Intervista a Roberto Rizzo

Sul mercato esistono stampanti ad aghi, a getto d’inchiostro, laser, 3D. E poi c’è quella, appartenente alla quarta categoria, che Roberto Rizzo, presidente della Solid World, ha iniziato a produrre in serie. Non è solo una macchina capace di sfornare oggetti tridimensionali. A fare la differenza sono quegli oggetti: cellule, tessuti e organi del corpo umano. In prospettiva, persino accessori di pelletteria o costate di chianina. Carne naturale, non artificiale, ricavata dal patrimonio genetico di persone e animali. Nel primo caso, promette di cancellare due incognite della chirurgia: il trapianto e il rigetto. Nel secondo, gli allevamenti intensivi. Una stampante così scodella in 3D anche soldi veri, al posto dei fogli di carta. Infatti, il 15 febbraio, quando ne è stato annunciato il lancio, l’azione Solid World valeva 2,02 euro; il 15 marzo era schizzata a 4,89. Un aumento del 142 per cento in un solo mese.
Rizzo da bambino abitava 8 mesi l’anno a Roma, dove il padre era dirigente dell’Inps, e 4 a Sarmede, «il paese delle fiabe», 9 chilometri da Vittorio Veneto, la cittadina di origine. Oggi vive e lavora a Treviso. Il quartier generale della Solid World (14 sedi, 3 poli tecnologici, 150 dipendenti, 64 milioni di fatturato atteso dagli analisti per l’ultimo bilancio) si trova lì. Ne è fondatore, presidente, amministratore delegato e maggiore azionista. La controlla con il socio Marco Calini: «Io ho il 48 per cento dei diritti di voto, lui il 24. Andiamo d’amore e d’accordo».

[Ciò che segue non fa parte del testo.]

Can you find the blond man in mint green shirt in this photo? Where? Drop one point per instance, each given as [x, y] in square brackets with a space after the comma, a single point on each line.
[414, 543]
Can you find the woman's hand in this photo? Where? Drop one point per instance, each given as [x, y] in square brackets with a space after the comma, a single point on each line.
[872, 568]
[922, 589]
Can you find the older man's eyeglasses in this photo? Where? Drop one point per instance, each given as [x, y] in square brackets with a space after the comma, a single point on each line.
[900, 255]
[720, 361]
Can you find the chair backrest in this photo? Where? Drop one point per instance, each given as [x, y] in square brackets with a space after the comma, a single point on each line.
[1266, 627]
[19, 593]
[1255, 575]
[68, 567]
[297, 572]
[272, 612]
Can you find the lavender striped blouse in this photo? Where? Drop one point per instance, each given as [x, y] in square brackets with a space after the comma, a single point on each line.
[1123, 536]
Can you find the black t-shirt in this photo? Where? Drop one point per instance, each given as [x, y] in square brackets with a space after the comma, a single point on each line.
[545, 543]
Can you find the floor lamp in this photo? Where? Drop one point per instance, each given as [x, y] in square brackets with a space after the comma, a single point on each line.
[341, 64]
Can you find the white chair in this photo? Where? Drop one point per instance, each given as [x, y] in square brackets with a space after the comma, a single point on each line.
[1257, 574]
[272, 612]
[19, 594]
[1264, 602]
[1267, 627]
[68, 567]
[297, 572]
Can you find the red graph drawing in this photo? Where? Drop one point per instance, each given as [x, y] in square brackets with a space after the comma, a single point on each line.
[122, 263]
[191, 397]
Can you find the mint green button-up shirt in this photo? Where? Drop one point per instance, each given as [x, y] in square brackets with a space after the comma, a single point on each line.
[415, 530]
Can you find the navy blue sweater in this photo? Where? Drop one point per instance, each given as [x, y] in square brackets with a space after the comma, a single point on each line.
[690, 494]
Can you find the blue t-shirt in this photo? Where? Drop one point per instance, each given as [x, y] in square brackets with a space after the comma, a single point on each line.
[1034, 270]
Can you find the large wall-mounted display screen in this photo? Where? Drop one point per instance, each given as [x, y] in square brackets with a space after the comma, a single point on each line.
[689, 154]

Giocava con «Il piccolo chimico»?
«No, a 7 anni costruivo modellini di aerei. Nel 1983 fui il primo ingegnere aeronautico a laurearmi alla Sapienza».
Mi lasci indovinare: con 110 e lode.
«Sì. Il mio maestro fu Luigi Broglio, il padre dell’astronautica che portò l’Italia per terza nello spazio dopo Urss e Usa. Mi mandò alla Messerschmitt, a Monaco di Baviera, dove costruivano l’Eurofighter, il caccia oggi adottato da Germania, Regno Unito, Italia, Spagna. Ma già nel 1982 ero alla Boeing di Seattle. Vidi per la prima volta il Cad 3D con cui stavano progettando il 747. M’innamorai di questa tecnologia e ci scrissi la tesi di laurea».
Come si definirebbe? Inventore? Innovatore? Scienziato? Visionario?
«Imprenditore tecnologico. Dall’età di 25 anni anticipo il futuro. Questo non è un Paese per chi abbia visioni. Provengo da una famiglia di laureati in legge, mio nonno Michele era procuratore della Repubblica a Palermo. A finanziarmi fu Oliviero Olivieri, che stampava in 3D scarponi e pattini di plastica a Montebelluna. “Fa’ l’industriale”, mi consigliò».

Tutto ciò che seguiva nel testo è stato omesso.